I'm sure many if not all of you have heard of
Good Samaritan laws
that protect wouldbe guardian angels from being sued if they save the
life of a victim of a heart attack. I've heard stories of people who'd
actually sued their life-saving benefactors for cracking their ribs
while doing chest compressions or crimping their ascot or some such
nonsense. Good Samaritan laws were then put in place to curb the rise of
frivolous and audacious tort lawsuits so that health care givers coming
across victims are given immunity from lawsuits and in some cases even
exonerated from not offering life-saving aid.
We need such a
law, an Act of Congress, actually, one that prohibits rapacious Wall
Street behemoths from suing the federal government who'd, through us,
bailed out the biggest and quite possibly most corrupt insurance giant
in the country to the tune of $182,000,000,000. Yet this is what AIG's
executive board will vote on tomorrow morning.
They're actually thinking of suing Uncle Sam
for the $25,000,000,000 they claim their shareholders lost during the
bailout that saved their asses at a time when 60% of their share price
tanked in one day over four years ago.
AIG's shareholders want to launch this
lawsuit for about half what Bill Gates' fortune is because they claim
the bailout that obviously saved the company cost them tens of billions.
Obviously, they were compensated to some degree and I seriously doubt
if any of those shareholders took a big enough hit so they had to weigh
the value of single vs double ply toilet paper. Just as obviously, they
wouldn't have gotten dog shit if We the People hadn't involuntarily
stepped in to bail out their fat, corrupt asses.
Actually, a
private lawsuit was already filed two years ago by the 87 year-old former
AIG chief Maurice Greenberg, who automatically wins the Henry Potter
Prize for the most rapacious and avaricious octogenerarian on earth.

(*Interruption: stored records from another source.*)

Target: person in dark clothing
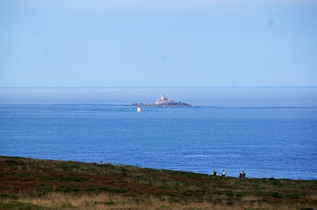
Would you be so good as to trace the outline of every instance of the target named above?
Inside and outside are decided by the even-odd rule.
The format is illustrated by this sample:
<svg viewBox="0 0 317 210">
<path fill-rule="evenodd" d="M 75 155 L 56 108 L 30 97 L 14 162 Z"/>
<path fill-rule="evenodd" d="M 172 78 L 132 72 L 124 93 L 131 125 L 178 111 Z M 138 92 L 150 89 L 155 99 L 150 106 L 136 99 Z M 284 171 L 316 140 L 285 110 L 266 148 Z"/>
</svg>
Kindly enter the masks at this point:
<svg viewBox="0 0 317 210">
<path fill-rule="evenodd" d="M 245 178 L 245 173 L 244 171 L 242 171 L 242 178 Z"/>
</svg>

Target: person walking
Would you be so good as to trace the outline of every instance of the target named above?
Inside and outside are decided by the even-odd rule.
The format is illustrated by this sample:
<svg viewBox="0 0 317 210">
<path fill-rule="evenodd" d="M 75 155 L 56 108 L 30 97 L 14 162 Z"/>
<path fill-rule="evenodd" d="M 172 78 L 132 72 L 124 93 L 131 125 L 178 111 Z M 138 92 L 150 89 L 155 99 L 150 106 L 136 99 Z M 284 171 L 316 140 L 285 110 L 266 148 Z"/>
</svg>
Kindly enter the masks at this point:
<svg viewBox="0 0 317 210">
<path fill-rule="evenodd" d="M 225 177 L 225 170 L 223 170 L 223 173 L 221 173 L 221 176 Z"/>
<path fill-rule="evenodd" d="M 244 171 L 242 171 L 242 178 L 245 178 L 245 173 Z"/>
<path fill-rule="evenodd" d="M 242 172 L 241 172 L 241 171 L 239 171 L 239 178 L 242 178 Z"/>
</svg>

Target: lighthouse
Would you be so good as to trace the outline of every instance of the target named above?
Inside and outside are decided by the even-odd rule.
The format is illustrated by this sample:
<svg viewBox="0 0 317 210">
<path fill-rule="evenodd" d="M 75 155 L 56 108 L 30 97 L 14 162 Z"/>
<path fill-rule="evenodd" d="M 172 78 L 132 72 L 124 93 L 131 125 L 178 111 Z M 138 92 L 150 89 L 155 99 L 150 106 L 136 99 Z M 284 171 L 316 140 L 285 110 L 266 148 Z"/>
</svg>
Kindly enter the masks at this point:
<svg viewBox="0 0 317 210">
<path fill-rule="evenodd" d="M 165 100 L 167 100 L 167 98 L 166 98 L 165 96 L 164 96 L 164 94 L 162 94 L 161 95 L 161 100 L 165 101 Z"/>
</svg>

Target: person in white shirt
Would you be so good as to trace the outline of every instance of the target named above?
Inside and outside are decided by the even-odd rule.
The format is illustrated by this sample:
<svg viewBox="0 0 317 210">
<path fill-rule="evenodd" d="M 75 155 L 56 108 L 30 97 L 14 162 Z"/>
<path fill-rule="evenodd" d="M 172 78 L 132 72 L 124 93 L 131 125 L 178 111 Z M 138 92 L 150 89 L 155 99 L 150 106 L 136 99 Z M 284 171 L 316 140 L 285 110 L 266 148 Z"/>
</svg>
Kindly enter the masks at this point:
<svg viewBox="0 0 317 210">
<path fill-rule="evenodd" d="M 225 176 L 225 170 L 223 170 L 223 173 L 221 173 L 221 176 Z"/>
</svg>

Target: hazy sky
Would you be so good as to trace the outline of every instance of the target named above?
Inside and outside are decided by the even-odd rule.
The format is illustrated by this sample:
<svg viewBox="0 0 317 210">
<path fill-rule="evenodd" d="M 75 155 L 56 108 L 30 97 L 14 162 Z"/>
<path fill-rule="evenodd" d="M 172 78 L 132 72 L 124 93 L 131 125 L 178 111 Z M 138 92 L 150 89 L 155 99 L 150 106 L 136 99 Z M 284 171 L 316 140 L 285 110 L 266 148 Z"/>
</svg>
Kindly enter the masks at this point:
<svg viewBox="0 0 317 210">
<path fill-rule="evenodd" d="M 0 0 L 0 87 L 316 85 L 317 1 Z"/>
</svg>

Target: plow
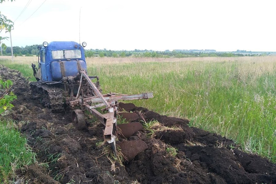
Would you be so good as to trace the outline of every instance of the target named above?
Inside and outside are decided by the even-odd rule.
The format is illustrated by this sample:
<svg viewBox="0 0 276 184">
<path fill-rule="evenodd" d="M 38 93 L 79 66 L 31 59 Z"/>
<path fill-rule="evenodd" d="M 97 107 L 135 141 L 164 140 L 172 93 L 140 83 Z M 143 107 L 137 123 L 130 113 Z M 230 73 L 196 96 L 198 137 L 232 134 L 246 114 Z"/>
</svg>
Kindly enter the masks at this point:
<svg viewBox="0 0 276 184">
<path fill-rule="evenodd" d="M 104 140 L 110 145 L 114 155 L 117 156 L 119 146 L 126 161 L 147 148 L 141 140 L 127 140 L 143 126 L 136 121 L 138 115 L 131 112 L 135 105 L 118 101 L 147 99 L 153 97 L 152 93 L 103 94 L 99 77 L 87 74 L 83 49 L 86 43 L 83 43 L 82 46 L 74 42 L 44 42 L 43 45 L 38 47 L 38 69 L 35 64 L 32 65 L 37 81 L 30 85 L 34 99 L 54 113 L 64 111 L 67 107 L 73 109 L 72 122 L 79 130 L 86 128 L 85 112 L 92 114 L 105 126 Z M 96 79 L 95 82 L 92 82 Z M 97 110 L 100 108 L 102 113 L 106 113 Z M 118 117 L 124 123 L 118 124 Z M 118 137 L 125 140 L 116 145 Z"/>
<path fill-rule="evenodd" d="M 137 114 L 129 112 L 136 107 L 135 105 L 131 103 L 118 103 L 118 100 L 147 99 L 153 97 L 153 94 L 146 93 L 128 95 L 110 93 L 102 94 L 91 82 L 85 71 L 81 71 L 80 74 L 87 80 L 97 95 L 85 98 L 81 97 L 70 102 L 70 105 L 72 107 L 77 105 L 81 109 L 73 111 L 72 114 L 72 123 L 79 129 L 85 128 L 84 110 L 88 111 L 97 117 L 105 126 L 103 131 L 104 140 L 110 144 L 114 155 L 117 156 L 116 137 L 121 136 L 126 139 L 129 138 L 143 128 L 140 123 L 133 122 L 138 119 Z M 102 114 L 96 109 L 97 108 L 104 106 L 105 107 L 101 110 L 107 111 L 106 113 Z M 120 110 L 124 112 L 120 112 Z M 117 117 L 118 116 L 127 123 L 118 125 Z M 148 148 L 147 144 L 141 140 L 126 140 L 120 143 L 119 145 L 127 161 L 131 160 L 138 154 Z"/>
</svg>

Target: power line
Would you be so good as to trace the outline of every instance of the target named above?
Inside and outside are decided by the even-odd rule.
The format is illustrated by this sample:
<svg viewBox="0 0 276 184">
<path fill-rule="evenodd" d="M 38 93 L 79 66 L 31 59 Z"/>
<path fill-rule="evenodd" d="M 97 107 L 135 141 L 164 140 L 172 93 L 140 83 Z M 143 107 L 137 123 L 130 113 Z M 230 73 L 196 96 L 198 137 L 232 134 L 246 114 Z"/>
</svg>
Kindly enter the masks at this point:
<svg viewBox="0 0 276 184">
<path fill-rule="evenodd" d="M 15 20 L 14 20 L 14 21 L 13 21 L 13 22 L 17 20 L 17 19 L 20 17 L 20 15 L 22 14 L 22 13 L 23 13 L 23 12 L 24 12 L 27 7 L 28 7 L 28 6 L 31 3 L 31 2 L 32 2 L 32 0 L 29 0 L 29 1 L 28 1 L 28 2 L 26 4 L 26 5 L 25 6 L 25 7 L 24 7 L 24 8 L 23 9 L 23 10 L 22 10 L 22 11 L 21 11 L 21 12 L 20 13 L 20 14 L 19 14 L 19 15 L 17 16 L 17 17 L 15 19 Z"/>
<path fill-rule="evenodd" d="M 40 8 L 40 7 L 41 6 L 42 6 L 42 5 L 47 0 L 45 0 L 45 1 L 44 1 L 42 3 L 42 4 L 41 4 L 40 5 L 40 6 L 39 6 L 39 7 L 38 7 L 38 8 L 37 8 L 37 9 L 36 9 L 36 11 L 34 11 L 34 12 L 33 13 L 32 13 L 31 15 L 30 16 L 30 17 L 28 17 L 28 18 L 27 18 L 27 19 L 26 19 L 25 20 L 25 21 L 24 21 L 24 22 L 23 22 L 23 23 L 22 23 L 22 24 L 23 24 L 24 22 L 26 22 L 26 21 L 27 21 L 27 20 L 28 20 L 28 19 L 29 19 L 30 18 L 30 17 L 32 17 L 32 16 L 33 15 L 33 14 L 34 14 L 35 13 L 36 13 L 36 12 L 37 11 L 37 10 L 38 10 L 38 9 L 39 9 L 39 8 Z"/>
</svg>

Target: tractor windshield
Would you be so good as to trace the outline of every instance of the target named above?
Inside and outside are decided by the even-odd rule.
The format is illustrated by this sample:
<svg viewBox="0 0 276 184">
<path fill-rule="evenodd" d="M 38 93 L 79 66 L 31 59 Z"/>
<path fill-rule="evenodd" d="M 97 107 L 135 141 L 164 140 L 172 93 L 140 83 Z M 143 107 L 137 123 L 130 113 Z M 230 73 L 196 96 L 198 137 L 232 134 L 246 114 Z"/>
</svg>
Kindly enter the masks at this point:
<svg viewBox="0 0 276 184">
<path fill-rule="evenodd" d="M 82 54 L 80 50 L 60 50 L 52 51 L 53 59 L 72 59 L 80 58 Z"/>
</svg>

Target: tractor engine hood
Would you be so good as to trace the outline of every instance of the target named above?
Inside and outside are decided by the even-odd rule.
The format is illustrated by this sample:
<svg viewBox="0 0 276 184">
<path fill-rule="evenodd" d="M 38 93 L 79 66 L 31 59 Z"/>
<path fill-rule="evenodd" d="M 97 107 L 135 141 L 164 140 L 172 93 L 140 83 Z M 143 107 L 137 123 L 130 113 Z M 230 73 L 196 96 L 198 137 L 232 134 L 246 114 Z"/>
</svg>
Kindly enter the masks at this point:
<svg viewBox="0 0 276 184">
<path fill-rule="evenodd" d="M 57 82 L 61 81 L 64 77 L 76 76 L 80 70 L 87 72 L 85 62 L 78 59 L 52 61 L 51 68 L 52 80 Z"/>
</svg>

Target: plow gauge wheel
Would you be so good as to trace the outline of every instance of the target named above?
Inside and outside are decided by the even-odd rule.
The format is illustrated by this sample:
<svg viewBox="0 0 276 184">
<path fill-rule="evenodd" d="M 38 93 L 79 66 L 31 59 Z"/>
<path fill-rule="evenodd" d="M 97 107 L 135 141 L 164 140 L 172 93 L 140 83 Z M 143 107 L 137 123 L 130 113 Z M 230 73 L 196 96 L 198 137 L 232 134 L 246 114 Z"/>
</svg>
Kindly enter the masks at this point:
<svg viewBox="0 0 276 184">
<path fill-rule="evenodd" d="M 86 128 L 83 112 L 79 109 L 75 110 L 72 113 L 72 123 L 73 125 L 79 130 Z"/>
</svg>

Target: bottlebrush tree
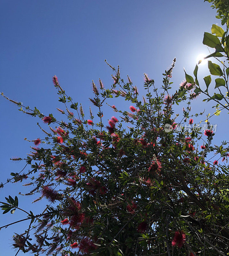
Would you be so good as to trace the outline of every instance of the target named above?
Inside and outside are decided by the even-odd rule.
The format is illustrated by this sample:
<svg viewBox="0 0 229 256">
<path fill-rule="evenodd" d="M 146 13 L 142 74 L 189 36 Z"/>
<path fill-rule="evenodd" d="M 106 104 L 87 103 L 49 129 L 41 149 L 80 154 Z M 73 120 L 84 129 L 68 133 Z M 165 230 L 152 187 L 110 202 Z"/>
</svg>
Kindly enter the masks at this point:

Greenberg's hope is that AIG's board will tomorrow join in with his
lawsuit because their corrupt investors are owed fealty by the board of
directors. It's hard to fathom how much of that $25,000,000,000
Greenberg thinks he'll live long enough to spend but one thing remains
clear: Just when you think the federal government is filled with more
grasping, self-centered, ungrateful sociopaths than any entity on earth,
a Wall Street firm like AIG comes out of nowhere to claim their place
on the mantle.
This is the equivalent of throwing a life
preserver to a drowning man who then sues you because the guests on his
boat were detained by your act of heroism and made late for dinner at a 5
star restaurant. Obviously, this will have a chilling effect on any
other Wall St. firm that needs bailing out in the future (even though
Section 6 of the TARP bailout
allows the incumbent Treasury Secretary to buy up another
$700,000,000,000 of corporate debt without any oversight). If this sets
such a precedent, the federal government will think twice before bailing
out these sociopaths. Which would be a very, very bad thing for Wall
Street, not so bad for the Main Street that would be forced to fund
another bailout.
So this goes out to Greenberg and the AIG board: Please, proceed, ladies and gentlemen.
Try and sue the government and see what happens next time your
corruption catches up to you and your precious shareholders. Then maybe
Congress will get smart and allow you go the way of Lehman Brothers and
Bear Stearns by relegating you to the shit hill of corporate history.
When we start incarcerating these bastards in the same numbers that we lock up crackheads and pot smokers, then you'll see some semblence of humility for their crimes.